I switched to making a Qi ball with my arms. I rotated my torso as I carried a ball of energy to the left …and then to the right. I glided my hands around the Qi ball with my breath, telling the men the story of where Qigong began.

“Qigong began over 5000 years ago, created by Shaolin monks living high up the mountains of China.” I was hoping they would relate to old men in the mountains and that I wasn’t bumping face-first into some old-school American racism.

“The monks created this form to balance out the Kung Fu they invented and practiced. Kung Fu and other martial arts are very Yang, action-focused, the dynamic of fighting and protection. Qigong is the balance of that. The art of cultivating internal energy, Yin is more about listening, being receptive, and going within. The monks found the balance of Yin and Yang gifted them with great peace, health, and vitality.”

I shifted to a more elaborate form, and threw in some Ji Jin Jing because it’s just so pretty as I breathe one hand in a large arc and another in a smaller one before I stretch in opposite directions in ‘Separating Heaven and Earth’.

I shared a bit more, “In qigong, we listen for the furthest sound we can hear, as a way to open ourselves to the energy around us. When we are receptive to the Earth and nature, it naturally boosts our health, quiets our thinking, and helps us even feel more connected to the people around us.”

I inhaled both arms overhead, floated them down my front line, brought my feet together, and closed the form. “Do you have any questions?”

They all looked at each other, taking the temperature of who thought what. The man who introduced me was smiling but kept quiet. He was waiting to see what his buddies thought. It seemed the room was split — half seemed interested to hear more, the other half was shaking their head, “No,” with scowls on their face. I got the sense they thought it was all hogwash.

One outspoken man, about in his mid 80’s and was spilling over the folded metal chair in all directions barked, “I think this is all made up. It’s like you’re speaking in tongues. None of what you’re saying makes any sense.” I watched heads bounce up and down in strong agreement, and a rather thick fog of judgment was formed.

I felt my face flush, and energy rose up inside of me. Without much thought, I knew the best thing to do at that moment was to ask a question, “Do you spend any time in nature?” He sat up straighter looking rather defensive and huffed, “I go fishing a couple of times every week.”

I smiled because I could see the Qi translation I was looking for. With open eyes, and keeping my voice soft I offered,

“You know when you’re on the lake, and you notice how the light, and the water, and the temperature, and the fish beneath the surface are different each and every time you’re out on your boat? And just how subtle that is? That’s kinda what Qigong is. We read the subtle energy in your body, which is right beneath the surface and slightly different each and every day.”

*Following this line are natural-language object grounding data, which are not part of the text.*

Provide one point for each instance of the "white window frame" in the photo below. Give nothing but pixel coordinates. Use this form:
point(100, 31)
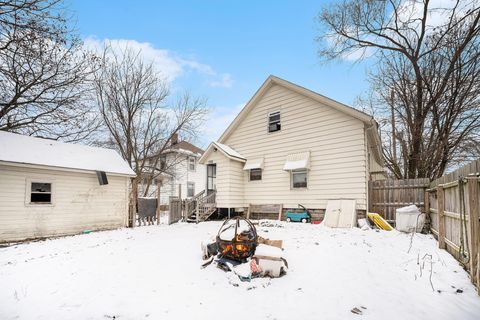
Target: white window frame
point(250, 174)
point(190, 183)
point(194, 164)
point(28, 192)
point(292, 172)
point(276, 121)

He blinked and just stared at me.

There was a silence in the room that echoed off the arts and craft supplies stacked up against the wall. Then the men in the room kind of all exploded at once — a few chirped up, laughing….“Oh, he’s silent? He’s never silent!” They mocked the fisherman. “OOOOOOOoooooo,” the guy next to him poked him in the ribs with his elbow. “She got him, he’s thinking hard.” “He doesn’t know what to say.” They were all staring at my face now, most with big smiles. Fisherman dude looked down at his hands for a while.

Finally, he looked back up and said, “You know….that makes sense, I know exactly what you mean.”

The men were nodding their head in acknowledgment now, some even stood to shake my hand. I was thanked and as I left the room, I heard someone say, “That was really different.” And another man said, “That was kind of interesting.”

It seemed that even if they didn’t know what I was talking about, watching one of their judgmental buddies crack open a closed mind, it left a ripple… kind of like when a fishing line drops into the water.